Soludo: Nigeria Must Get Out of Multiple Exchange Rates | TheCable

Chukwuma Soludo, former governor of the Central Bank of Nigeria (CBN), says Nigeria must take steps to eliminate the current regime of multiple exchange rates.

Soludo said the difference between the official and parallel market exchange rates of the naira must be reduced to three to five per cent.

Speaking with journalists on Monday after the ‘Economic Discourse’, an event organised by the Institute of Chartered Accountants of Nigeria (ICAN), he lauded the recent efforts of the CBN with regards to the exchange rate.

“I can see quite some changes in the last few weeks. I think some steps are beginning to be taken, but it is still quite a long way to go to get to a stable and predictable level that eliminates the premium among the multiplicity of exchange rates,” he said.

“Nigeria must get out of multiple exchange rates and we must eliminate the premium, get it back on track at a competitive exchange rate regime. The uncertainty that is created by that is so enormous; and with the oil price rising and with the increase in oil earnings, this is the time to take bold steps and do the needful.

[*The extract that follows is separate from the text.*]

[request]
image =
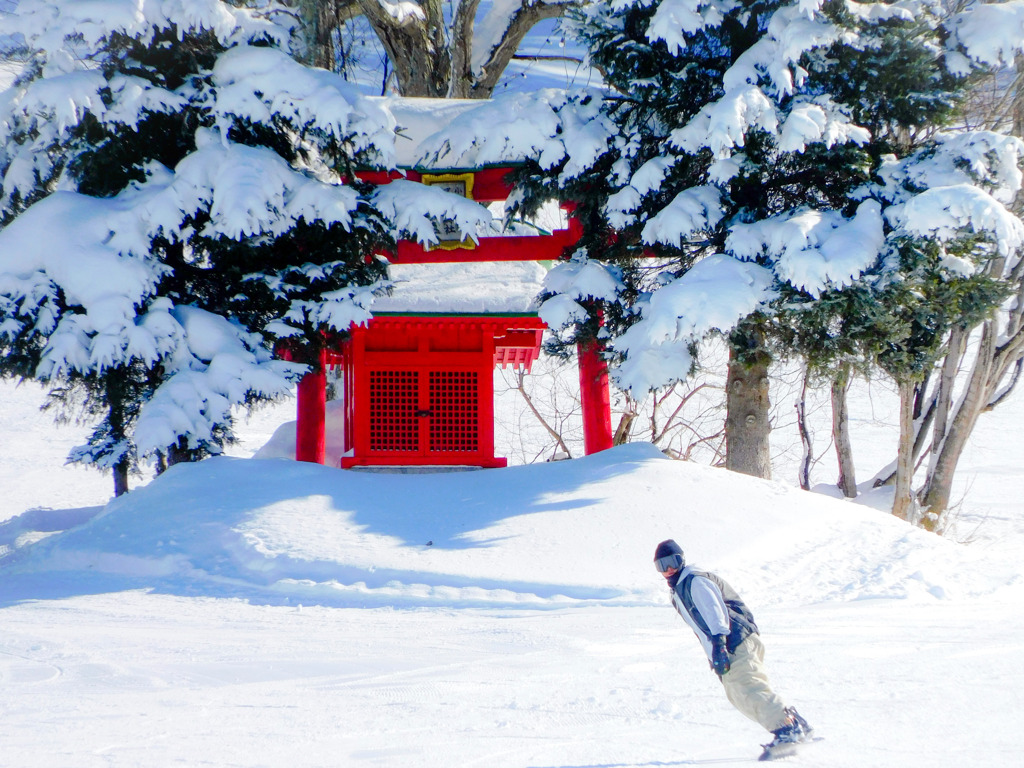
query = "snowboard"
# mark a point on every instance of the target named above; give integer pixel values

“We have done it before and it is just going back to it. If it (the template) is not broken, why mend it? Get back and eliminate the multiple exchange rate regime, eliminate the premium, or at least significantly reduce it to not more than between three to maximum of five per cent premium between the parallel and official exchange rates.

“On what it takes to do it, that is basically known. Get the public finance okay; I can tell you that with the momentum of what is going on in the rest of the world, by the end of this year, we should actually be having stocks of reserves in the range of about $50bn or $60bn.”

Soludo further noted that government policies aren’t necessarily the determinant to getting Nigeria out of recession, but stressed that the economy must be restructured to not depend on oil alone.

“I think this is a time Nigeria should actually be making hard decisions to transit away from an oil revenue economy. And that’s the serious work,” he added.